I went a week later for my scan and there was still a faint heartbeat so my hopes were raised again. A week later when I went for another scan they confirmed that there was no heartbeat.
I almost felt relieved as I now knew for certain but I was devastated at the same time.
I had been bleeding this whole time but was told at the scan I would need to be scanned again to make sure that everything had cleared from my body. I was convinced it hadn't as my bleeding hadn't increased or stopped but at another scan they confirmed it had.
I had only told my parents about the pregnancy but they had been so excited to have a grandchild that telling them was the hardest part, I felt like I was letting them down.
The way I got my head around it was to think that obviously something with the development of this baby was not right (as sick as it sounds I used to say it probably hadn't got a head to my husband which I don't think was the right thing to say! ), I know a lot of people who have had miscarriages don't find that thought a comfort but I really did.

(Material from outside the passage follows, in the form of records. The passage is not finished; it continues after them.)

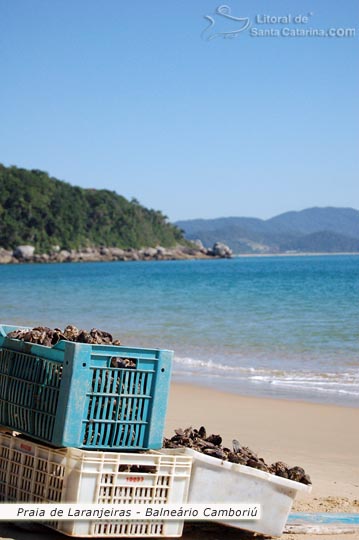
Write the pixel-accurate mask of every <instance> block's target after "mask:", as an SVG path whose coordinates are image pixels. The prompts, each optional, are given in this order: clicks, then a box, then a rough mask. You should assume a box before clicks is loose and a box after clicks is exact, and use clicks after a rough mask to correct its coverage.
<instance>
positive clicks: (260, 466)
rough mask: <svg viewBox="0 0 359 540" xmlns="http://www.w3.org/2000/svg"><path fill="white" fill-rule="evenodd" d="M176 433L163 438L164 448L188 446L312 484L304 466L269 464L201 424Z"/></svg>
mask: <svg viewBox="0 0 359 540" xmlns="http://www.w3.org/2000/svg"><path fill="white" fill-rule="evenodd" d="M174 431H175V434H176V435H174V436H173V437H172V438H171V439H166V438H165V439H164V440H163V447H164V448H181V447H183V446H184V447H187V448H192V450H196V451H197V452H202V453H203V454H206V455H207V456H212V457H215V458H218V459H221V460H224V461H230V462H231V463H238V464H239V465H246V466H247V467H253V468H254V469H259V470H261V471H265V472H268V473H271V474H275V475H277V476H281V477H282V478H289V479H290V480H294V481H295V482H301V483H302V484H311V483H312V482H311V480H310V477H309V476H308V474H306V472H305V470H304V469H303V468H302V467H298V466H295V467H288V465H286V464H285V463H283V462H282V461H277V462H276V463H273V464H272V465H267V464H266V463H265V461H264V459H263V458H260V457H258V455H257V454H256V453H255V452H253V450H251V449H250V448H248V447H247V446H242V445H241V444H240V443H239V442H238V441H237V440H236V439H234V440H233V441H232V444H233V448H232V450H231V449H230V448H225V447H223V446H222V437H221V436H220V435H213V434H212V435H209V436H207V432H206V428H204V427H203V426H201V427H200V428H199V429H198V430H197V429H193V428H192V427H189V428H187V429H181V428H180V429H175V430H174Z"/></svg>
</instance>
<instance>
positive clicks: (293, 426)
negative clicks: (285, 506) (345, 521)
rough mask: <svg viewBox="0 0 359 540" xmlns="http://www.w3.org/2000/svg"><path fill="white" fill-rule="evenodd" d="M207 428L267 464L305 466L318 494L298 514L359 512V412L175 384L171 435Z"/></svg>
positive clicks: (273, 398) (167, 426) (170, 396)
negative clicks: (247, 449)
mask: <svg viewBox="0 0 359 540" xmlns="http://www.w3.org/2000/svg"><path fill="white" fill-rule="evenodd" d="M201 425H204V426H205V427H206V429H207V432H208V433H216V434H220V435H221V436H222V439H223V444H224V445H226V446H229V447H230V446H231V444H232V440H233V439H238V440H239V442H240V444H241V445H243V446H249V447H250V448H251V449H252V450H254V451H255V452H257V453H258V455H259V456H260V457H263V458H264V460H265V461H266V462H267V463H273V462H275V461H284V462H286V463H288V465H290V466H294V465H299V466H301V467H303V468H304V469H305V471H306V472H307V473H308V474H309V475H310V476H311V479H312V482H313V489H312V493H311V495H305V496H298V498H297V500H296V501H295V504H294V507H293V508H294V510H296V511H304V512H319V511H332V512H359V472H358V455H359V431H358V430H356V429H355V426H357V425H359V409H357V408H354V407H340V406H336V405H330V404H319V403H318V404H317V403H316V404H313V403H308V402H302V401H292V400H285V399H274V398H259V397H247V396H239V395H235V394H228V393H226V392H223V391H220V390H211V389H206V388H203V387H199V386H193V385H188V384H182V383H172V385H171V390H170V396H169V407H168V412H167V419H166V428H165V436H166V437H172V436H173V434H174V431H173V430H174V429H177V428H180V427H181V428H187V427H189V426H192V427H195V428H197V429H198V428H199V427H200V426H201Z"/></svg>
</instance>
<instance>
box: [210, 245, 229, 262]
mask: <svg viewBox="0 0 359 540" xmlns="http://www.w3.org/2000/svg"><path fill="white" fill-rule="evenodd" d="M212 255H213V257H220V258H221V259H229V258H231V257H232V255H233V251H232V250H231V248H229V247H228V246H227V245H226V244H223V243H222V242H216V243H215V244H214V245H213V248H212Z"/></svg>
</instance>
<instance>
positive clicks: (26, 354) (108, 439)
mask: <svg viewBox="0 0 359 540" xmlns="http://www.w3.org/2000/svg"><path fill="white" fill-rule="evenodd" d="M17 328H18V327H13V326H6V325H3V326H0V425H1V426H3V428H6V429H8V430H13V431H17V432H20V433H21V435H24V436H26V438H24V437H23V436H20V437H14V436H12V435H9V434H5V433H2V434H0V500H1V501H3V502H25V501H26V502H49V503H52V502H56V503H57V502H63V503H79V504H85V503H97V504H106V503H108V504H117V503H118V504H131V503H143V504H162V503H163V504H166V503H172V504H174V503H178V504H182V503H184V502H186V500H187V495H188V486H189V480H190V472H191V462H192V459H191V458H190V457H188V456H184V455H176V454H175V453H174V454H173V455H171V454H170V453H168V452H166V453H161V452H158V451H156V450H158V449H160V448H161V447H162V439H163V430H164V421H165V415H166V410H167V400H168V393H169V386H170V377H171V362H172V355H173V353H172V351H166V350H159V349H141V348H129V347H122V346H113V345H89V344H82V343H73V342H69V341H60V342H59V343H58V344H57V345H55V346H54V347H45V346H43V345H37V344H32V343H26V342H23V341H20V340H17V339H13V338H8V337H7V334H8V333H9V332H11V331H13V330H16V329H17ZM144 450H146V451H147V452H145V453H143V451H144ZM148 450H149V451H148ZM139 451H141V453H139ZM48 525H49V526H51V527H52V528H55V529H56V530H58V531H60V532H63V533H65V534H69V535H72V536H89V537H94V536H95V537H96V536H97V537H98V536H101V535H104V536H109V537H110V536H112V537H116V536H117V537H120V536H126V537H132V536H133V537H135V536H148V537H150V536H181V533H182V527H183V521H178V522H170V521H169V522H161V521H142V522H135V521H108V522H104V521H97V522H81V521H58V522H49V523H48Z"/></svg>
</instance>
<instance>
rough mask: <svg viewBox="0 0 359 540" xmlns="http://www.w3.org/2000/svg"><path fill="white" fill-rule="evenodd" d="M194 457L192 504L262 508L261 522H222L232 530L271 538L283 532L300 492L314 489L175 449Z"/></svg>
mask: <svg viewBox="0 0 359 540" xmlns="http://www.w3.org/2000/svg"><path fill="white" fill-rule="evenodd" d="M175 451H176V452H178V454H177V455H183V456H184V455H186V456H190V457H193V464H192V475H191V482H190V488H189V496H188V503H193V504H195V503H202V504H205V503H228V504H231V503H233V504H234V503H238V504H241V503H244V504H247V503H253V504H260V505H261V518H260V519H258V520H253V521H252V520H248V521H245V520H241V521H227V522H225V521H220V520H218V522H219V523H224V524H225V525H229V526H231V527H237V528H239V529H245V530H249V531H253V532H257V533H261V534H266V535H269V536H280V535H281V534H282V532H283V529H284V527H285V524H286V522H287V519H288V515H289V512H290V509H291V507H292V504H293V501H294V499H295V496H296V494H297V493H298V492H300V491H301V492H306V493H310V491H311V489H312V487H311V486H308V485H305V484H301V483H299V482H294V481H293V480H288V479H287V478H281V477H279V476H275V475H274V474H270V473H267V472H264V471H260V470H258V469H254V468H252V467H247V466H245V465H238V464H236V463H230V462H229V461H221V460H220V459H217V458H214V457H210V456H206V455H205V454H202V453H200V452H196V451H195V450H191V449H190V448H180V449H178V450H175Z"/></svg>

I went on to get pregnant 3 months later and have got 2 fabulous boys but did find my pregnancies were altered by the miscarriage.
I always felt that the minute I let myself believe that the pregnancy was actually happening that I would jinx it so I was cautious all the way through. Not buying any clothes until the very last minute and every time I went to the loo I would check for blood. Sounds crazy but I was that sure it would happen again.